Trwają poszukiwania kobiety, która urodziła dziecko i porzuciła je na drodze w Kalifornii. Znalazł je w poniedziałek dostawca gazet i wezwał odpowiednie służby.
Myślał, że to małe zwierzę
Około 4:30 nad ranem, gdy jeszcze mieszkańcy miasteczka Madera Ranchos spokojnie sobie spali, Aurelio Fuentes już pracował. Ten młody dostawca gazet zauważył, że coś leży na jezdni.
Początkowo myślał, że to jakieś zwierzę, dlatego bardzo ostrożnie zbliżył się do znaleziska. Okazało się jednak, że to nowo narodzona dziewczynka! W dodatku ciągle z nieodciętą pępowiną. Mężczyzna wziął noworodka do samochodu, żeby go ogrzać i zadzwonił po pomoc.
Dziecko miało sporo szczęścia
Na konferencji prasowej lokalny szeryf, Tyson Pogue przyznał:
To wielkie szczęście, że dostawca gazet znalazł dziecko na ulicy. Dziewczynka mogła bowiem zamarznąć, zostać poważnie ranna przez kojoty, albo nawet zginąć na miejscu pod kołami jakiegoś samochodu
Niemowlę owinięte w kocyk przewieziono do szpitala. Prawdopodobnie na drodze spędziło tylko kilka minut, bo szybko je odnaleziono, było w dobrym stanie.
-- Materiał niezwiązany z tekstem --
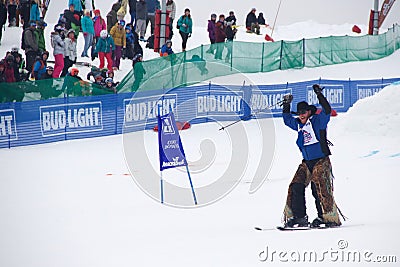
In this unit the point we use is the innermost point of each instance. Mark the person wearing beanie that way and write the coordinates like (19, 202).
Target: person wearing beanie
(35, 12)
(220, 36)
(99, 24)
(105, 48)
(88, 32)
(58, 44)
(70, 52)
(3, 18)
(132, 10)
(141, 17)
(315, 168)
(152, 6)
(171, 7)
(252, 25)
(185, 25)
(166, 49)
(119, 36)
(231, 18)
(77, 6)
(39, 33)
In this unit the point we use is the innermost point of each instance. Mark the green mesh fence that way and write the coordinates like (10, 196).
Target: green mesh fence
(198, 65)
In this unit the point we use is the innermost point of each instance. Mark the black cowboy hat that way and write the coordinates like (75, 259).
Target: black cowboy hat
(303, 106)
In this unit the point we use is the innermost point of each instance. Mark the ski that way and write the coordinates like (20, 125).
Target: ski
(281, 228)
(300, 228)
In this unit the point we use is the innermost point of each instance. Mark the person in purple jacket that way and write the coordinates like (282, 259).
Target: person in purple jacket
(211, 33)
(315, 168)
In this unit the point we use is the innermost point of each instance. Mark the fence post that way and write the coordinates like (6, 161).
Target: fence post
(66, 112)
(209, 93)
(116, 112)
(304, 52)
(319, 51)
(262, 57)
(280, 62)
(232, 55)
(350, 97)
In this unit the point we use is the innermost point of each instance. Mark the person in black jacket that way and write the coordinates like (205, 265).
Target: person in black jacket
(252, 22)
(230, 35)
(141, 17)
(261, 19)
(3, 18)
(315, 168)
(132, 10)
(231, 18)
(12, 13)
(69, 17)
(25, 12)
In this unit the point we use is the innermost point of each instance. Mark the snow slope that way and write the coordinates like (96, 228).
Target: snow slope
(75, 204)
(63, 208)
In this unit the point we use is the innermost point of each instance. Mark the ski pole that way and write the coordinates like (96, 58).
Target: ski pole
(251, 115)
(276, 17)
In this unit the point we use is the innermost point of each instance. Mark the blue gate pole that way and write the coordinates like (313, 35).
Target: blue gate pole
(191, 184)
(161, 178)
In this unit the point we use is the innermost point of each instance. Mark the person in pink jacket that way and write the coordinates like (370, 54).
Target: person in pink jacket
(99, 24)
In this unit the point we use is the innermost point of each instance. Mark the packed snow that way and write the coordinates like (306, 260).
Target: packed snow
(75, 203)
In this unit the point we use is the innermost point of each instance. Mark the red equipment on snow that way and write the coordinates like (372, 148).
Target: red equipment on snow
(157, 30)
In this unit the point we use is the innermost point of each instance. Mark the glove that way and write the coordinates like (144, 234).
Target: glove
(123, 53)
(317, 89)
(287, 99)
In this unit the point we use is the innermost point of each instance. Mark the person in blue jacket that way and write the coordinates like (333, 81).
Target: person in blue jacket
(315, 167)
(185, 25)
(35, 12)
(77, 5)
(166, 49)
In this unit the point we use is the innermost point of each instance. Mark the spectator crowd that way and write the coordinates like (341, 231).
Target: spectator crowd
(110, 39)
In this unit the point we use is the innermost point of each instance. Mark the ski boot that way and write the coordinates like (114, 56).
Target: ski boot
(320, 223)
(297, 222)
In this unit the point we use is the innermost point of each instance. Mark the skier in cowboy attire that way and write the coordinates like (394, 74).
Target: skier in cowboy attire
(315, 167)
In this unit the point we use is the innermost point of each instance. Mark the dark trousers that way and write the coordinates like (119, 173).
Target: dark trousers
(12, 14)
(25, 12)
(67, 64)
(1, 31)
(30, 60)
(152, 20)
(171, 28)
(117, 56)
(297, 189)
(220, 48)
(185, 37)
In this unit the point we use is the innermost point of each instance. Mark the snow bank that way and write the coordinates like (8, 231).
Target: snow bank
(378, 115)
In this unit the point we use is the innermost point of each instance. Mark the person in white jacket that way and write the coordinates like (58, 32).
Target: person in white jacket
(171, 7)
(70, 52)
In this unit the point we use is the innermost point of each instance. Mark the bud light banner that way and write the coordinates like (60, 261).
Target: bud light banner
(71, 118)
(170, 145)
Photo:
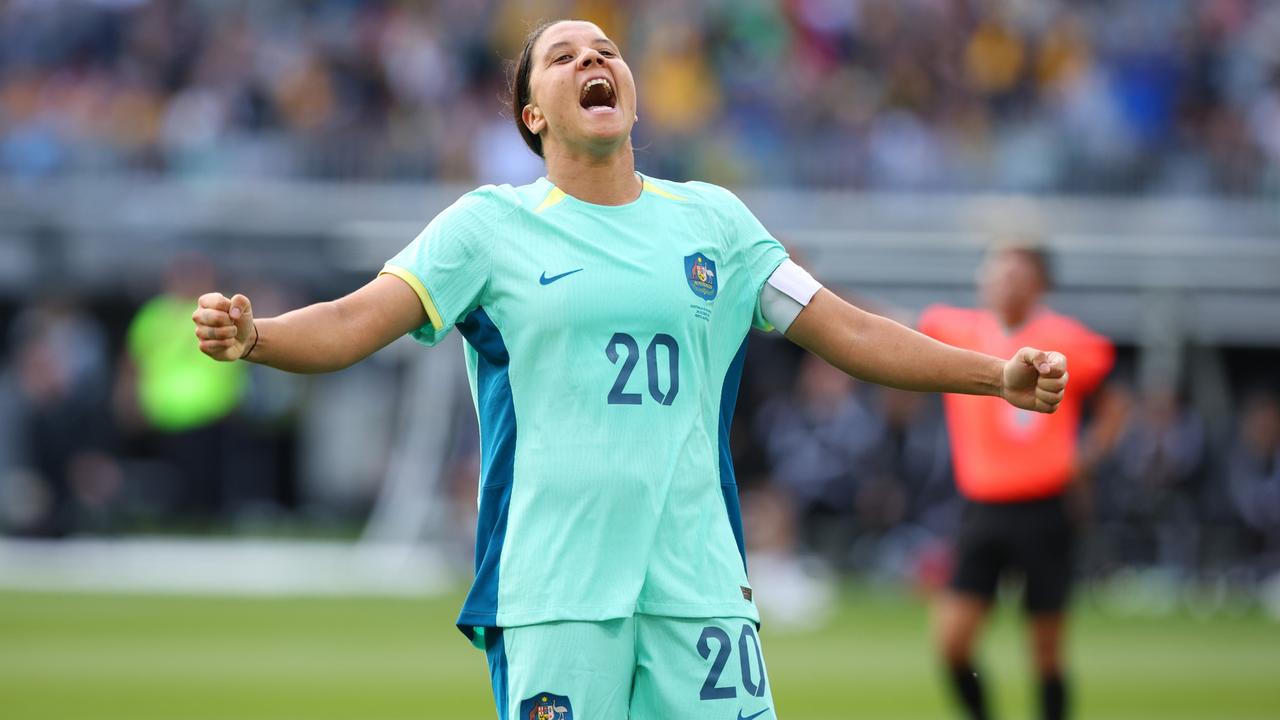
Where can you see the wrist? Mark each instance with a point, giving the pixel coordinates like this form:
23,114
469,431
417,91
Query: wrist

Prawdopodobnie świadek widział matkę znalezionego noworodka
Jak się później okazało, na miejscu zdarzenia świadek widział kobietę z małym dzieckiem, która błagała go, aby jej pomógł i zabrał od niej dziewczynkę. Mężczyzna jednak skierował ją tylko do straży pożarnej i szpitala dziecięcego.
Trwają poszukiwania
Policja szuka 20-letniej latynoski. Kobieta może zostać oskarżona o przestępstwo związane z narażeniem dziecka na niebezpieczeństwo, a nawet usiłowanie zabójstwa.
Władze apelują, żeby nie pozostawiać dzieci i niemowląt bez opieki. Istnieją różne instytucje, które mogą się nimi zająć, ale nie wolno narażać maluchów na utratę zdrowia, czy nawet życia!